Novembro Negro: " os negros brasileiros são uma maioria minorizada"

A expressão "minoria" que unifica grupos historicamente subjugados foi difundida pela ONU, em 1992. Apesar de ser 56% da população brasileira, os negros e negras continuam com esse status

18 nov 2022 - 10h37
A ilustração mostra um arranjo de espada de são jorge, com a imagem de uma criança negra em um espelho
A ilustração mostra um arranjo de espada de são jorge, com a imagem de uma criança negra em um espelho
Foto: Vinícius de Araújo/Alma Preta Jornalismo / Alma Preta

"Embora sejamos maioria, essa maioria é minorizada", diz a doutora em Sociologia, Givânia da Silva.

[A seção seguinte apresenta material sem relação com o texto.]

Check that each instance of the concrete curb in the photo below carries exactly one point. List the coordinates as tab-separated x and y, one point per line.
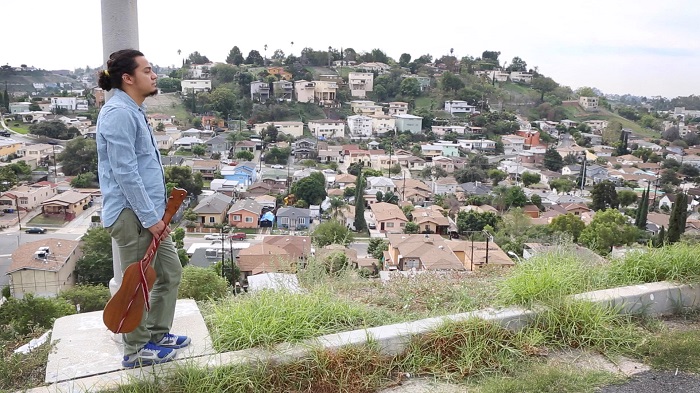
661	298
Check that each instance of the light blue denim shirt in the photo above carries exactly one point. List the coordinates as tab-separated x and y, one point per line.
130	171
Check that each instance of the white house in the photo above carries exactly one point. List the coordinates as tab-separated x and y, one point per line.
195	86
456	106
360	126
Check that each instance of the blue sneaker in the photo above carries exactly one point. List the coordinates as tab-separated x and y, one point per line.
173	341
149	354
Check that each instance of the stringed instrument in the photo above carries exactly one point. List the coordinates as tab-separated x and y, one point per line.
124	311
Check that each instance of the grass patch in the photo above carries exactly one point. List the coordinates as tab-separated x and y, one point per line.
673	350
541	378
267	318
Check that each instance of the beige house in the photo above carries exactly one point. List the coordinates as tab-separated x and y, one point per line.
327	128
68	204
43	268
293	128
325	93
389	218
398	108
9	147
304	91
28	197
360	83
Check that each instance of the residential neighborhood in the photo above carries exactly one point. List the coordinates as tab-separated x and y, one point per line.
355	163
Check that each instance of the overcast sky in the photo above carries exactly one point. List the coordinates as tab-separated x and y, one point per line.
642	47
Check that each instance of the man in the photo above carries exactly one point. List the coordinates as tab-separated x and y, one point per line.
132	182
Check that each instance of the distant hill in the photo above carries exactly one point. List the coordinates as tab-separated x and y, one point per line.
21	81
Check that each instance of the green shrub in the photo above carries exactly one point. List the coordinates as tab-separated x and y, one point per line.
23	315
90	297
202	284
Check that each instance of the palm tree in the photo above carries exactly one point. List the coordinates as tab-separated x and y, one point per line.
337	208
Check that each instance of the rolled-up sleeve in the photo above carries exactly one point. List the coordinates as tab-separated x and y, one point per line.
120	130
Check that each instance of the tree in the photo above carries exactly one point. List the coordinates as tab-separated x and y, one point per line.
568	223
609	228
410	88
95	266
245	155
530	178
544	85
311	189
182	177
79	156
332	232
627	197
604	196
360	222
254	58
411	228
234	56
679	215
376	247
553	160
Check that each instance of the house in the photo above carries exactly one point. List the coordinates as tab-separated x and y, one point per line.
211	210
292	128
245	213
360	83
360	126
304	148
327	128
283	90
588	103
345	180
388	217
431	220
419	253
68	204
244	173
190	86
27	197
259	91
457	106
218	144
207	168
411	123
304	91
380	183
398	108
274	254
293	218
43	268
445	185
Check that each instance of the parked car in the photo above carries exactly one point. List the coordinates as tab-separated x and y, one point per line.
238	236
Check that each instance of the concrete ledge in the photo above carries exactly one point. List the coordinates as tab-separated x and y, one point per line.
660	298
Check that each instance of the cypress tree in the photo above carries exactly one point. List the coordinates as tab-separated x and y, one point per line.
360	222
676	225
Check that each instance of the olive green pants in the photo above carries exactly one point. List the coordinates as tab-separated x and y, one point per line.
133	241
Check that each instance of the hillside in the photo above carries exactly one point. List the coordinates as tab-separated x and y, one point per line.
22	81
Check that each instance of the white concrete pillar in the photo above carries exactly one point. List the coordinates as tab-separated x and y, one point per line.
120	30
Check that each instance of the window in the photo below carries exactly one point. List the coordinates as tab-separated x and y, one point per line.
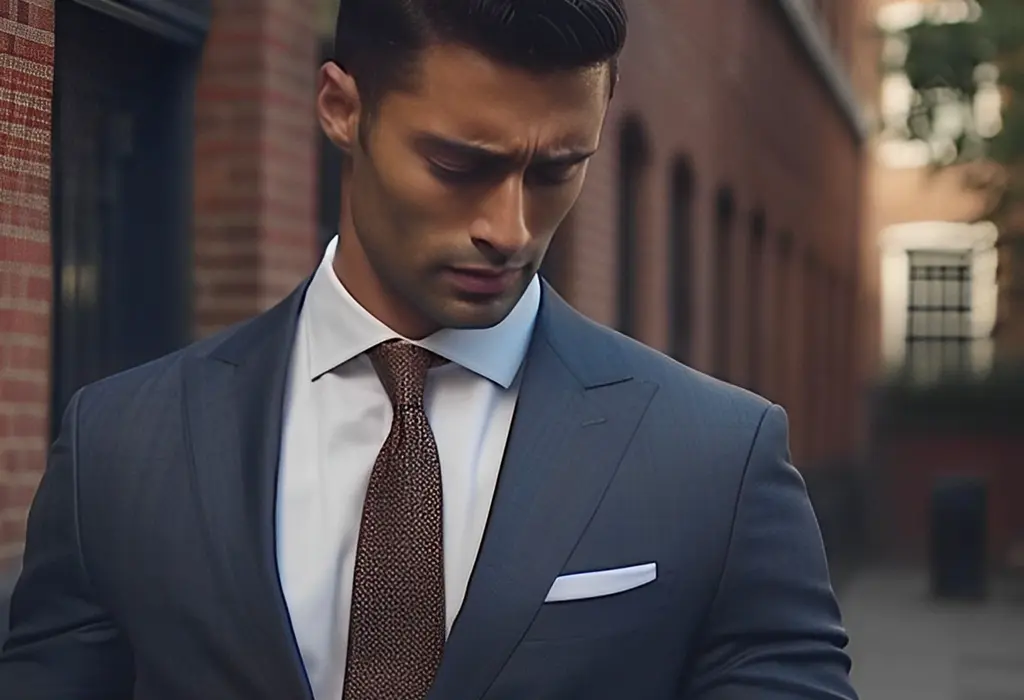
938	327
681	261
632	161
724	214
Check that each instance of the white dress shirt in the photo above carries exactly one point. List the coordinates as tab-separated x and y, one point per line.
336	419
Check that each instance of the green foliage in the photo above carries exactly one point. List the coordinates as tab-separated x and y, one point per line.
944	64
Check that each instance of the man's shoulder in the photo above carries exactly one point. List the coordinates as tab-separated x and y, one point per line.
159	380
677	382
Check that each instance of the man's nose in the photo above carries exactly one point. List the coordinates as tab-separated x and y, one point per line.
502	231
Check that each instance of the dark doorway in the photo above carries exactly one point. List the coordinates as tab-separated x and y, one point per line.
123	111
681	260
632	165
725	211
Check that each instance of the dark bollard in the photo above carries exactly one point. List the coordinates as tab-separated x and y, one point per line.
958	538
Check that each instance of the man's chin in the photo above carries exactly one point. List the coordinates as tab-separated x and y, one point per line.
476	312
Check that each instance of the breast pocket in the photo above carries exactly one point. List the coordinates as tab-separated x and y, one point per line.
599	603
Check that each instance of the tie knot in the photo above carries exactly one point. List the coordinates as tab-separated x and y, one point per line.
402	367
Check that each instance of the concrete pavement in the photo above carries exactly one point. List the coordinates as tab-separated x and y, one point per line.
907	647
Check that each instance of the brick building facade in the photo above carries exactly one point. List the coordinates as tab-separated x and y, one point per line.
720	222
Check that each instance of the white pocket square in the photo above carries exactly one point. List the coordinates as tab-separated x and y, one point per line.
597	583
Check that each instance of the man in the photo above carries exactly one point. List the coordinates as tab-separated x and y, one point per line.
423	475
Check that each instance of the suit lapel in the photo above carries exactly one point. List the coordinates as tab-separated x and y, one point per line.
233	400
577	412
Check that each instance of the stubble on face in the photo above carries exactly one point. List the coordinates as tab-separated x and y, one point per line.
409	227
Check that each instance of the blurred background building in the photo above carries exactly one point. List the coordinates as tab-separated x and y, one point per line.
761	210
949	400
176	182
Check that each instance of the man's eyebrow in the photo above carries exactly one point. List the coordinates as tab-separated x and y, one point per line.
472	150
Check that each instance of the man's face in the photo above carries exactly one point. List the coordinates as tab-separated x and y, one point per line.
460	184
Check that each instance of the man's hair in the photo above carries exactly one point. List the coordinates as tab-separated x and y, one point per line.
378	42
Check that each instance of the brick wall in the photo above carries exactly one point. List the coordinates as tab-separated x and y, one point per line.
255	234
726	86
26	84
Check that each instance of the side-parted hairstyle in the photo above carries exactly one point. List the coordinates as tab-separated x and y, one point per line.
378	42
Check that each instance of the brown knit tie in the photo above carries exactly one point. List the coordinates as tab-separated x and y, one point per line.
396	628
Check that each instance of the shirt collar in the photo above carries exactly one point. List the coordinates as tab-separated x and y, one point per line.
340	329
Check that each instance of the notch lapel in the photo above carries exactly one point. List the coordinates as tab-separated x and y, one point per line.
577	413
235	406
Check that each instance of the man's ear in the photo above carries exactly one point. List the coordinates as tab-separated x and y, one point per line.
338	106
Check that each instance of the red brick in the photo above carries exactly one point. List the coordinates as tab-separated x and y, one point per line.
25	293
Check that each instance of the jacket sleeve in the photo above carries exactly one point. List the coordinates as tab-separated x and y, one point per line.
774	630
62	645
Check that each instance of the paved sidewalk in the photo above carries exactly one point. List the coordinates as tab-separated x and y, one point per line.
908	647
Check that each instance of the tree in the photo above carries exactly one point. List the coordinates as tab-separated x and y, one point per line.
962	49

Ela, que é quilombola e membro da Coordenação Nacional de Articulação de Quilombos (CONAQ), afirma que o povo negro do Brasil, mesmo sendo 56% da população segundo o IBGE, é considerado uma minoria por ser negligenciado no acesso as políticas públicas, aos cargos públicos, aos espaços de decisão, à saúde, educação e moradia.

Lélia Gonzalez mobilizava exatamente este conceito, de que a população negra era uma "maioria minorizada". Ela utilizava disto para explicitar a ação sofrida pela população negra ao ser transformada em minoria social, mas afirmando, em primeira ordem, que trata-se de uma maioria.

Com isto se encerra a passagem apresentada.